The rings themselves were of a gray metal with a plum-colored patina.
He had never seen anything quite like it before.
“This is how it appeared when you removed it?”
“Yes,” replied Yagi. “I put the outer pieces back on the rod after we did the testing. Uranium, that’s what we figured. That plating—I don’t know what it is.”
Kan gazed down at the plum-colored rings. They were of the same diameter but varied in thickness, suggesting that they had been individually cast.
“Conducting a specific gravity test was very resourceful,” he said. “Were you a teacher before entering the Navy?”
“A teacher!” One side of Yagi’s mouth curled up in amusement and he made a dismissive snort. “I was a mechanic. In my father’s garage in Osaka. Yagi Shokai.”
Kan cast Yagi a glance, wondering if he had inadvertently offended the man. The petty officer met his eyes with a look of defiance.
“So you know cars,” said Kan.
Yagi made a single nod. “Cars and trucks.”
Kan squatted at the nose assembly, his knees popping like an old man’s.
He unscrewed the large nut from the end of the rod, removed the outermost ring and hefted it in his hand.
It was extremely heavy, possibly four kilos, yet no bigger than the donuts he had enjoyed in the cafeteria at the University of California—a bit flatter, slightly bigger around.
Although one of Japan’s foremost uranium experts, he had never seen anything like it.
His experience had been confined to handling uranium hexafluoride, which in solid form looked like white, crystalline rock salt, and to a lesser extent uranium oxide, a coarse yellow powder processed from uranium ore.
He opened the wooden case he had brought with him.
“Geiger-Müller counter,” he said in response to Yagi’s questioning look.
The counter was an old and familiar piece of equipment from happier days—and precious, with almost everything at the Riken now destroyed.
It had accompanied Kan and his colleagues to Gunma Prefecture in 1938, on an expedition to collect cosmic ray data from inside Shimizu Tunnel, deep underground.
And then there was the time Noriko had visited the laboratory with Aiko, a lifetime ago in 1942.
Kan had taken time from his busy schedule to have some fun with his daughter, showing her this very counter, demonstrating how the rate of the clicking it made increased when he placed the Geiger-Müller tube in the wand near a glass of water containing a sodium isotope, which was radioactive.
“Now close your eyes,” he had instructed. Aiko’s eyes closed. He gulped down the water.
“The water is gone!” he exclaimed when Aiko opened her eyes and saw that the glass was empty. He led her on a search about the lab with the counter, checking under desks, in the corners, behind stacks of books and papers, muttering all the while, “Now where did that water go?”
Finally he passed the wand near his stomach, making the counter erupt with a flurry of clicks.
“It’s in your stomach,” Aiko had said, her eyes wide.

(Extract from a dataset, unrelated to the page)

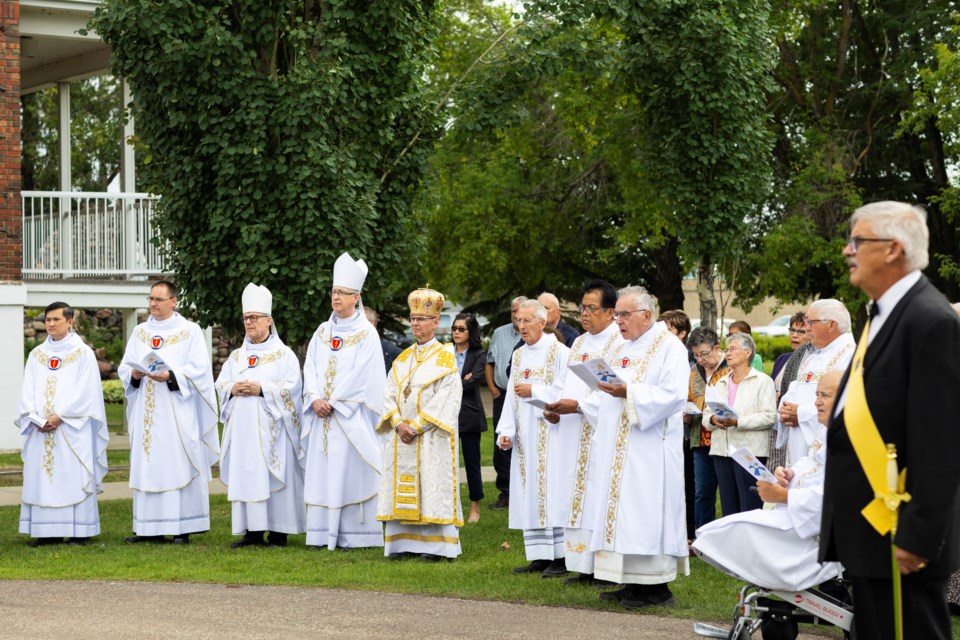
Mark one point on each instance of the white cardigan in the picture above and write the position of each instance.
(756, 404)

“In my stomach? Oh yes, of course. I drank it!”
He gave the wand to Aiko to pass over his belly. And Kan and his wife and his daughter had laughed.
The rings of plum-colored metal sparked a much more vigorous response than the water he had drunk.
As Kan brought the Geiger-Müller tube in close, the sporadic clicks of background radiation increased to a flurry and merged into a harsh buzz, the needle on the gauge climbing past 200,000 counts per minute.
It subsided when he moved the wand down the nose assembly, down past the tungsten carbide disk, then the outer steel pieces.
He returned the wand to the rings. The counter began buzzing again.
Gamma radiation. The reading was high but in line with what would be expected. Coupled with Yagi’s specific gravity test, the conclusion was clear.
Kan let it sink in. He started nodding his head.
“I think you’re right, Yagi-heisō,” he said. “This could be uran .”
He would need to conduct his own testing, but he accepted it now. His mind leaped ahead instead to the next question: Had the U-235 content in these metal rings been significantly concentrated? As fantastic as it seems, could this uranium really be enriched?